No one class feels terrible, and nearly all offer some kind of character setup (known as a spec, which is how your spend your skill points and what gear you use) that does respectably. But the differences between a balance druid versus a feral druid on a single target, or a windwalker monk versus a fire mage on a group, quickly become noticeable. The new demon hunters naturally rank at the top of the list for everything (damage and tanking). But comparing the overall healing needed for a well-played DH tank versus a well-played paladin, for example, reveals a gulf that needs adjusting.
Developers have made some changes already, but more are needed.
Some classes have more interesting spell rotations, or more interesting class quests, than others. That’s always been the case, but Legion makes it a bit more obvious, since so many classes and specs have gotten such a fine tune.
People, people everywhere
Blizzard doesn’t release player stats any more, but the server I play on obviously exploded in population. Tons of people run around every quest area, they’re seven layers deep in the auction house … you get the idea. If you think you’re going to be able to quietly ride around some high level zone to collect herbs or mine without interference, you’re out of luck. On PvP realms, a rogue will always be around the corner to gank you.
On the bright side, the removal of obvious questing bottlenecks and the “choose your zone” mechanics of leveling mean that this release launched without noticeable lag or bugs related to population. On the down side … well, it’s a very minor nit, but if you don’t like company, just be aware that WoW is back to feeling like a truly massive MMO.
Missions are still around
You earn a few followers (truly a few, less than 10 in all) during your class order campaign, and you can send those followers on missions, much as you could in the last Warlords of Draenor expansion. You can manage those missions and the other kinds of research you can do in your hall via the new mobile Legion Companion app, which highlights what a minigame they truly are.
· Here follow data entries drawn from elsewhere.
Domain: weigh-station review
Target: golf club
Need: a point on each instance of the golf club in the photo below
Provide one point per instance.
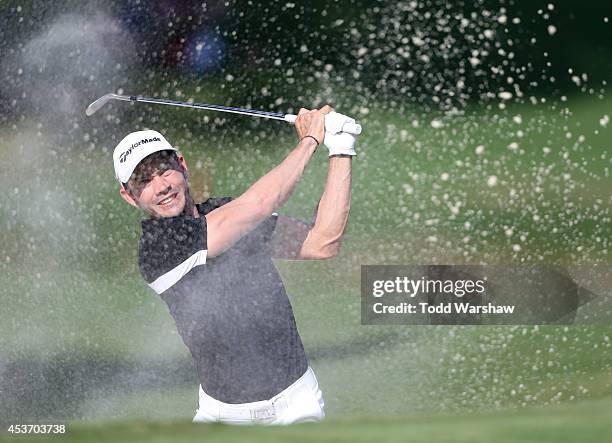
(351, 128)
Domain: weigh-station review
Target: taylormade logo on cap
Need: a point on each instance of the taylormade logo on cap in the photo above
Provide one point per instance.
(134, 148)
(123, 155)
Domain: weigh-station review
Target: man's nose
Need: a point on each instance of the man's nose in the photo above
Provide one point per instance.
(160, 185)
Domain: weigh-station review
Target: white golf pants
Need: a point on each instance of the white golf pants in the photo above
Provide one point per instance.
(300, 402)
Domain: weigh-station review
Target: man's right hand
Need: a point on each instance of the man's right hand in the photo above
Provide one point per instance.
(312, 123)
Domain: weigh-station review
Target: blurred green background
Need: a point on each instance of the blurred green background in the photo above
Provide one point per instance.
(451, 170)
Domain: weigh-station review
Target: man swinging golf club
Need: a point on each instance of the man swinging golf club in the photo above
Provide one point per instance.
(211, 262)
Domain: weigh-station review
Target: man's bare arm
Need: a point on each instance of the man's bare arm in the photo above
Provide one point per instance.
(294, 239)
(227, 224)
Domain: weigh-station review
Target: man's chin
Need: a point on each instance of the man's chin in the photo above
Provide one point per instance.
(172, 211)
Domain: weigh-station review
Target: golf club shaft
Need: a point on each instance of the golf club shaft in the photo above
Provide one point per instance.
(243, 111)
(351, 128)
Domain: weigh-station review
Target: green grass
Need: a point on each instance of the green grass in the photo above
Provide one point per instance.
(577, 422)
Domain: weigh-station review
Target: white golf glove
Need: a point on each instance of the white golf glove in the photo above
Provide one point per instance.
(338, 142)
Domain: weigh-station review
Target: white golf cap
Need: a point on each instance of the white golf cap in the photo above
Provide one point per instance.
(134, 148)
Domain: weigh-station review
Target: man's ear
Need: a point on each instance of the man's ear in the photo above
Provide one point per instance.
(127, 197)
(183, 164)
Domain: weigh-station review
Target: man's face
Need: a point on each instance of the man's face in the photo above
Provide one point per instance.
(159, 186)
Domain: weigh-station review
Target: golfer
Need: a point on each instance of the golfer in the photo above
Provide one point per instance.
(211, 262)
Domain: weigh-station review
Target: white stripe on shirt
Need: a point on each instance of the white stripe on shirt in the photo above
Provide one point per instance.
(166, 281)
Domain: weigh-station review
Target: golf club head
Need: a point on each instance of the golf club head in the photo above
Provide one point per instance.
(98, 104)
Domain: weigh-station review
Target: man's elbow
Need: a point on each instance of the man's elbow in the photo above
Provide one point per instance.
(320, 253)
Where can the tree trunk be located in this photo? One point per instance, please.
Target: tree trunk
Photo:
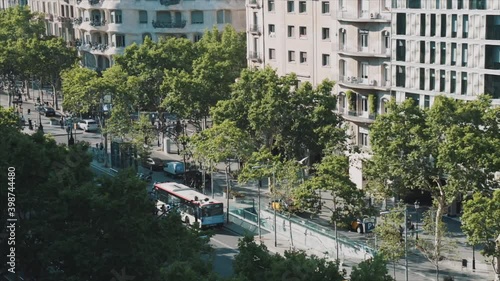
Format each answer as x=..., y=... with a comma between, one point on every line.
x=497, y=269
x=437, y=233
x=394, y=269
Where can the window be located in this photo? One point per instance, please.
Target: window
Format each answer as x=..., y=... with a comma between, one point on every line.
x=325, y=33
x=272, y=30
x=363, y=38
x=291, y=31
x=325, y=60
x=290, y=6
x=197, y=17
x=453, y=53
x=401, y=24
x=427, y=101
x=363, y=139
x=443, y=53
x=325, y=7
x=120, y=40
x=302, y=31
x=197, y=37
x=453, y=82
x=143, y=17
x=465, y=26
x=443, y=25
x=422, y=25
x=116, y=16
x=270, y=5
x=400, y=76
x=464, y=83
x=364, y=71
x=302, y=7
x=432, y=80
x=422, y=78
x=422, y=51
x=433, y=52
x=272, y=54
x=433, y=24
x=220, y=16
x=465, y=54
x=442, y=80
x=303, y=57
x=454, y=26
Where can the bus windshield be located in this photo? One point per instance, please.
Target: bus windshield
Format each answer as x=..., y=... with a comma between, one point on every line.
x=211, y=210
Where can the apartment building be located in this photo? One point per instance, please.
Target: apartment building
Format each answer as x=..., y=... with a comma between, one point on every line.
x=102, y=28
x=378, y=49
x=345, y=41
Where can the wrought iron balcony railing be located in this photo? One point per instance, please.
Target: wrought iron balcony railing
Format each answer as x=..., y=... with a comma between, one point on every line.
x=167, y=24
x=169, y=2
x=77, y=21
x=98, y=23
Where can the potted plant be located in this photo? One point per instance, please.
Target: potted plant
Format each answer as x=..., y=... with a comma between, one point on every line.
x=372, y=104
x=350, y=100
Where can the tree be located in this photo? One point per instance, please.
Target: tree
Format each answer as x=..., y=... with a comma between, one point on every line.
x=218, y=144
x=255, y=263
x=373, y=269
x=19, y=22
x=389, y=235
x=449, y=149
x=286, y=119
x=480, y=224
x=432, y=251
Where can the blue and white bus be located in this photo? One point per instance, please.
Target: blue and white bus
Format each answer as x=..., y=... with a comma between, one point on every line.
x=192, y=205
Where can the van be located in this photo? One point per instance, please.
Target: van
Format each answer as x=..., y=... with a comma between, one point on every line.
x=174, y=169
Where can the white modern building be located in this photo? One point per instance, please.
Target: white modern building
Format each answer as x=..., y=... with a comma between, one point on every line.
x=378, y=49
x=103, y=28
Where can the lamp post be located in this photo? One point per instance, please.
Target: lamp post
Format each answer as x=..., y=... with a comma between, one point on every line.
x=417, y=205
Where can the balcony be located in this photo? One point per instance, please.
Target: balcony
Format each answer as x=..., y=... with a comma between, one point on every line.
x=364, y=52
x=357, y=116
x=255, y=29
x=169, y=24
x=77, y=21
x=363, y=83
x=253, y=3
x=255, y=57
x=362, y=16
x=169, y=2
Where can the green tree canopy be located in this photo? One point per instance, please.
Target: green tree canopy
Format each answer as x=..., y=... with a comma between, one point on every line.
x=286, y=119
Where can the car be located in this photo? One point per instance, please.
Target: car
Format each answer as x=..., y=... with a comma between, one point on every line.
x=174, y=169
x=153, y=163
x=194, y=178
x=48, y=111
x=88, y=125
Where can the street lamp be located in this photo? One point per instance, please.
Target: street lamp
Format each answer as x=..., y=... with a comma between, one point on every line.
x=417, y=205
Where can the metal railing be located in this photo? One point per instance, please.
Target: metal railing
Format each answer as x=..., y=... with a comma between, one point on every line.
x=169, y=24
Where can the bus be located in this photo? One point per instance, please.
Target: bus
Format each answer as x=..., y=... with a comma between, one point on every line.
x=192, y=205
The missions feel less annoying than they did in the Warlords of Draenor expansion, because there are fewer of them and you’re more invested in the heroes you send. They don’t take over the game as garrisons did in WoD. But compared to all the other sparkling-fresh facets of Legion, they feel a little tired.
When a game hits almost a dozen years old, you start to expect that developers will kick back and rest on their laurels.
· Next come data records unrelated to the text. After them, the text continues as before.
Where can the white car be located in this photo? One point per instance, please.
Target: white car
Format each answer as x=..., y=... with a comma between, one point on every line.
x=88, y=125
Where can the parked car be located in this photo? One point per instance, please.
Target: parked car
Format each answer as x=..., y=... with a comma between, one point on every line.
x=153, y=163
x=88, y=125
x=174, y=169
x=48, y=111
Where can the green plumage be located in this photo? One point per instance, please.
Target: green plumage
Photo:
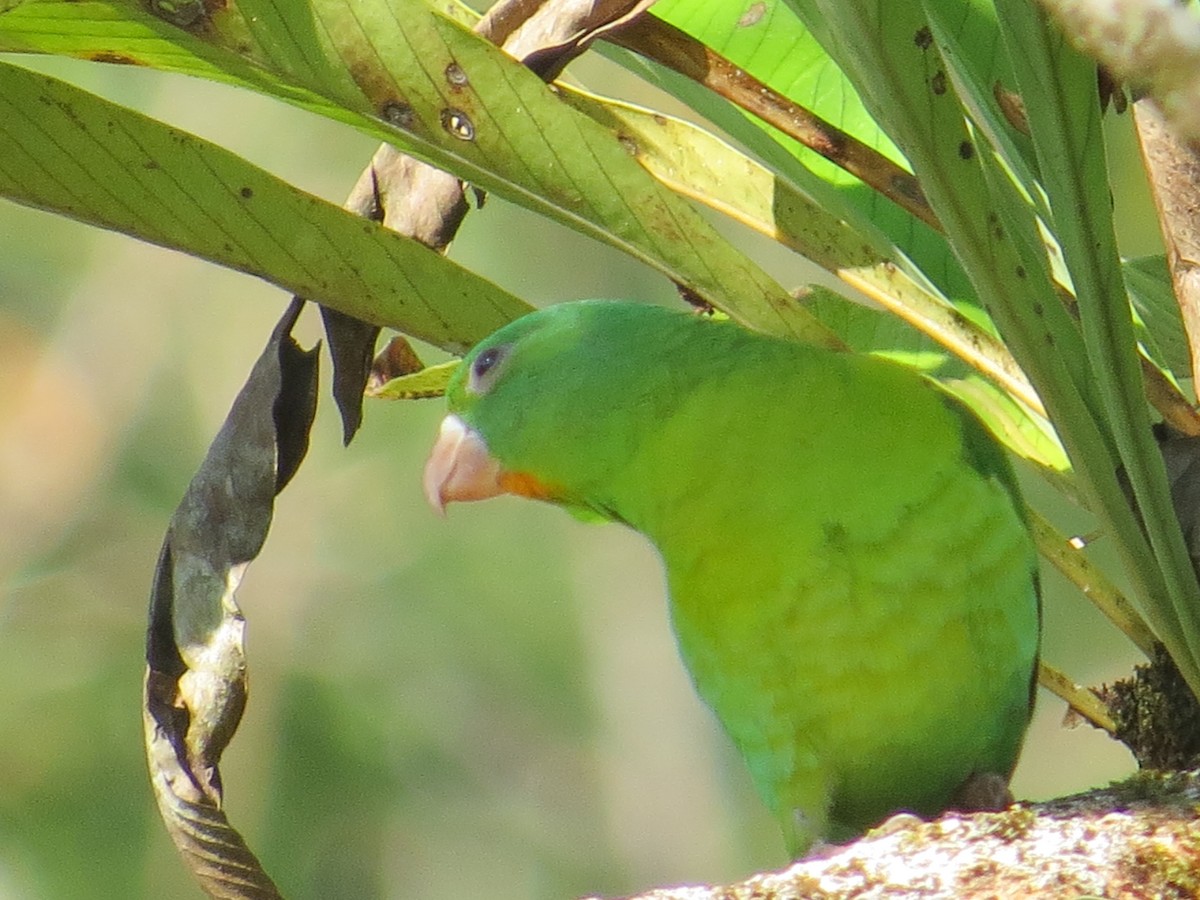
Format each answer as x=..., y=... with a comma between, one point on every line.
x=851, y=582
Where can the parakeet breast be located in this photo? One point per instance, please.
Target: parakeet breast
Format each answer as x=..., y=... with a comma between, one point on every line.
x=853, y=600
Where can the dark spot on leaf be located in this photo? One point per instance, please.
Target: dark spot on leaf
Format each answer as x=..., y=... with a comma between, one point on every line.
x=399, y=114
x=459, y=124
x=1012, y=106
x=456, y=77
x=753, y=16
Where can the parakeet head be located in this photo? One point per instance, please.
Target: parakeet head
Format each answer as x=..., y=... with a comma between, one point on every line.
x=553, y=403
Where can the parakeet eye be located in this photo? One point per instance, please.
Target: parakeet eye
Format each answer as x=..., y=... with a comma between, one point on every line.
x=484, y=369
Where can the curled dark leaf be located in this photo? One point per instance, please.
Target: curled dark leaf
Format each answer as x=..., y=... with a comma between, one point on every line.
x=196, y=664
x=351, y=345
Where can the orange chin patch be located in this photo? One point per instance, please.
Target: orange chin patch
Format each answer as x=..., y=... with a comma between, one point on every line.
x=522, y=484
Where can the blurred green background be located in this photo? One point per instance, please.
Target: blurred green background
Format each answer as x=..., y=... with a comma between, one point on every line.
x=489, y=705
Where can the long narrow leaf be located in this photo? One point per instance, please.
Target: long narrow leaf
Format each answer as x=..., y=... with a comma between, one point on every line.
x=66, y=150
It certainly felt that way during WoW’s last expansion. WoD started strong and then dropped off quickly, both in player population and in things to do. I started playing WoW about half a year before it launched in 2004, and even I looked at the Legion expansion pack skeptically. I’d largely checked out of WoD months before, and it felt like the developers had too.
Could the new expansion, based so obviously on the “demons invade!” storylines of Warcraft’s heyday as both a strategy game and a massively multiplayer online RPG, really offer me anything worth sticking around for? I picked at the beta, trying a few different quests for different character classes’ artifact weapons and doing a bit of leveling, but I wasn’t sure I’d be around long after launch.
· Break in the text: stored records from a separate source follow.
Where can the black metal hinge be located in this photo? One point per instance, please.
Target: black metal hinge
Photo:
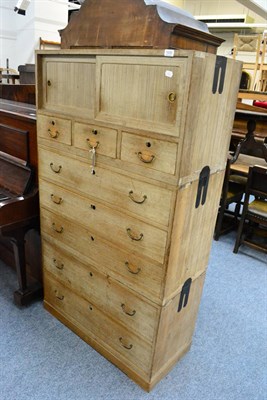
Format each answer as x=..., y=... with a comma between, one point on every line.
x=184, y=294
x=203, y=184
x=219, y=74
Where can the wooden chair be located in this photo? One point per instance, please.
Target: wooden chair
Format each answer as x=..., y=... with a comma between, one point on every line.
x=255, y=233
x=250, y=151
x=249, y=44
x=262, y=75
x=232, y=193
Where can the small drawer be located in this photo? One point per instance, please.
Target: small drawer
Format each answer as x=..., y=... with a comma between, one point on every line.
x=150, y=153
x=92, y=321
x=103, y=140
x=54, y=129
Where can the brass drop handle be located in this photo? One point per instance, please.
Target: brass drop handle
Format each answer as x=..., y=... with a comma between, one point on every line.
x=171, y=97
x=128, y=347
x=56, y=199
x=132, y=271
x=58, y=230
x=129, y=233
x=130, y=313
x=145, y=160
x=59, y=296
x=92, y=146
x=56, y=170
x=58, y=266
x=52, y=133
x=137, y=201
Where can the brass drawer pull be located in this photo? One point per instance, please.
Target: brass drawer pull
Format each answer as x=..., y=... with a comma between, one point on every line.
x=53, y=134
x=171, y=97
x=60, y=230
x=147, y=161
x=56, y=199
x=92, y=146
x=59, y=296
x=137, y=201
x=56, y=170
x=131, y=313
x=129, y=233
x=58, y=266
x=135, y=272
x=128, y=347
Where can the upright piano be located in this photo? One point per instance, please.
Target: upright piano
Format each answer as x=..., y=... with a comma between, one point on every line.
x=19, y=206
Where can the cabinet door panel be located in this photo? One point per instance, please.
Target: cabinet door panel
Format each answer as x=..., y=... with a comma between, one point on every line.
x=69, y=85
x=143, y=92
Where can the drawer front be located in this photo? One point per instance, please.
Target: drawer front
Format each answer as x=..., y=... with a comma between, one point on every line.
x=150, y=153
x=150, y=202
x=54, y=129
x=86, y=137
x=123, y=231
x=140, y=274
x=118, y=302
x=92, y=321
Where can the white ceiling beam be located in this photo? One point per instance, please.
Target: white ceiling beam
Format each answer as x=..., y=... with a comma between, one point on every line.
x=257, y=6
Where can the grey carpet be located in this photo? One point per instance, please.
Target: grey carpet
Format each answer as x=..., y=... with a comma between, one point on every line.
x=41, y=359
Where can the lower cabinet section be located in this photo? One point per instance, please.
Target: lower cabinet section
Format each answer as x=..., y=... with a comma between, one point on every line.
x=147, y=347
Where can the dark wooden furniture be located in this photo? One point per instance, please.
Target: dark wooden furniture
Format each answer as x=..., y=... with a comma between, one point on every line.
x=243, y=114
x=255, y=233
x=130, y=24
x=249, y=152
x=27, y=74
x=19, y=203
x=232, y=193
x=17, y=111
x=19, y=93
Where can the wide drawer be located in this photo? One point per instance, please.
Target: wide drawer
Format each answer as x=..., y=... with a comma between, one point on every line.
x=94, y=323
x=150, y=202
x=139, y=274
x=116, y=227
x=148, y=152
x=54, y=129
x=101, y=290
x=88, y=137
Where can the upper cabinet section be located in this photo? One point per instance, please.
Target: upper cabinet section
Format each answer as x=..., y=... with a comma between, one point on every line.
x=141, y=92
x=68, y=85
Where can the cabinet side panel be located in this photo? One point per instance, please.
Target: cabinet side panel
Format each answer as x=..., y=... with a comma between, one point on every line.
x=210, y=115
x=192, y=233
x=176, y=328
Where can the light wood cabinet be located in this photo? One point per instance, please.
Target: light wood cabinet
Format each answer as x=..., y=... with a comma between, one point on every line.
x=132, y=148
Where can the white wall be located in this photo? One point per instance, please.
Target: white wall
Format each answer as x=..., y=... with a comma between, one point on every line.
x=19, y=34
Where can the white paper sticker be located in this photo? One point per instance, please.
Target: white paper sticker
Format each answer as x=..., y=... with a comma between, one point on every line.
x=168, y=53
x=169, y=74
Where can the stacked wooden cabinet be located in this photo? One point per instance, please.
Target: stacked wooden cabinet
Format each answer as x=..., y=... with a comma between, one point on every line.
x=132, y=149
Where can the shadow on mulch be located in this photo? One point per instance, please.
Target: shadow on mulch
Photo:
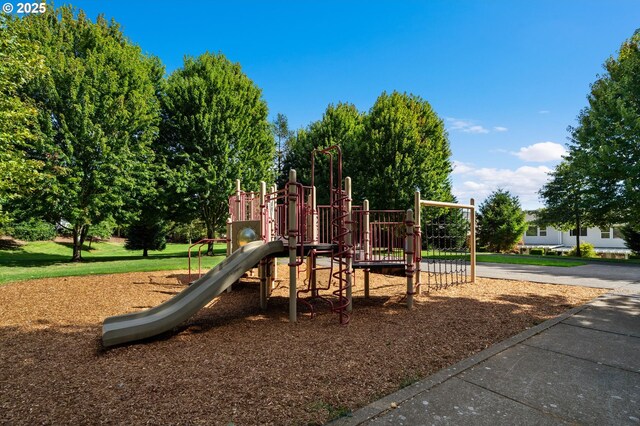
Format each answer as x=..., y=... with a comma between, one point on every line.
x=10, y=244
x=238, y=353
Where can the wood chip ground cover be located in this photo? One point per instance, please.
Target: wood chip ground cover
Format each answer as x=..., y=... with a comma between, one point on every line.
x=232, y=363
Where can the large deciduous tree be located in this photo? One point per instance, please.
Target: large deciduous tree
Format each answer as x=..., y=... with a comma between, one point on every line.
x=341, y=125
x=280, y=129
x=607, y=139
x=501, y=221
x=398, y=147
x=215, y=130
x=405, y=148
x=98, y=114
x=20, y=63
x=566, y=205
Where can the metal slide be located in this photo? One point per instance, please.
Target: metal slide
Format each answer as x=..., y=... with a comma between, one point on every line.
x=139, y=325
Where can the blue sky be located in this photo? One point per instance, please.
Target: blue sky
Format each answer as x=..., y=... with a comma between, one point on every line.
x=507, y=77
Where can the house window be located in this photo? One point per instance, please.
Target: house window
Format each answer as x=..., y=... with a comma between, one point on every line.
x=617, y=233
x=583, y=232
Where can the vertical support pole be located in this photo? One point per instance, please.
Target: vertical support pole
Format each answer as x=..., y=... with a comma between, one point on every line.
x=349, y=243
x=315, y=223
x=418, y=240
x=410, y=258
x=272, y=230
x=229, y=229
x=472, y=239
x=293, y=243
x=262, y=269
x=239, y=215
x=366, y=244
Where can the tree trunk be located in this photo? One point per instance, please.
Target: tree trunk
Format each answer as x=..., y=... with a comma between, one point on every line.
x=210, y=234
x=79, y=235
x=578, y=252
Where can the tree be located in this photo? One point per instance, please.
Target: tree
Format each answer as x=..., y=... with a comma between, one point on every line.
x=20, y=63
x=280, y=128
x=148, y=232
x=98, y=114
x=405, y=148
x=631, y=237
x=399, y=147
x=566, y=205
x=501, y=221
x=215, y=130
x=607, y=139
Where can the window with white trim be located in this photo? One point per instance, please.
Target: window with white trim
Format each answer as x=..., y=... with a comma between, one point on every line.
x=617, y=233
x=583, y=232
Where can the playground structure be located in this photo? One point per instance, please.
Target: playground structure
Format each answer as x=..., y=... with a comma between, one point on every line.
x=338, y=237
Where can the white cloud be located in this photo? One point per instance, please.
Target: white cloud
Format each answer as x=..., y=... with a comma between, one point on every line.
x=541, y=152
x=466, y=126
x=460, y=168
x=479, y=183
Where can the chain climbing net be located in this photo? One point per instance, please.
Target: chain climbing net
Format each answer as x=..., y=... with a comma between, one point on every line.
x=448, y=243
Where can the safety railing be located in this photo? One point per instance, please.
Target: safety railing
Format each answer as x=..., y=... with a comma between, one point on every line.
x=379, y=236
Good news, Warcraft players: I found out where the devs have been.This expansion changed the way I play the game, and offers some moments of absolute wonder that harken back to when WoW first launched so long ago. If this expansion doesn’t shore up the slowly declining numbers of WoW players, then nothing will.
Legion is the best work ever done on WoW, and I say that as someone who remembers the original development process from alpha to the launch of the original “vanilla” box. I’m not known for giving high review scores. Legion earns one.
World of Warcraft: Legion is available for PC and Mac for $50, and it requires the base game to run. Blizzard Entertainment provided GamesBeat with download codes for purposes of this review.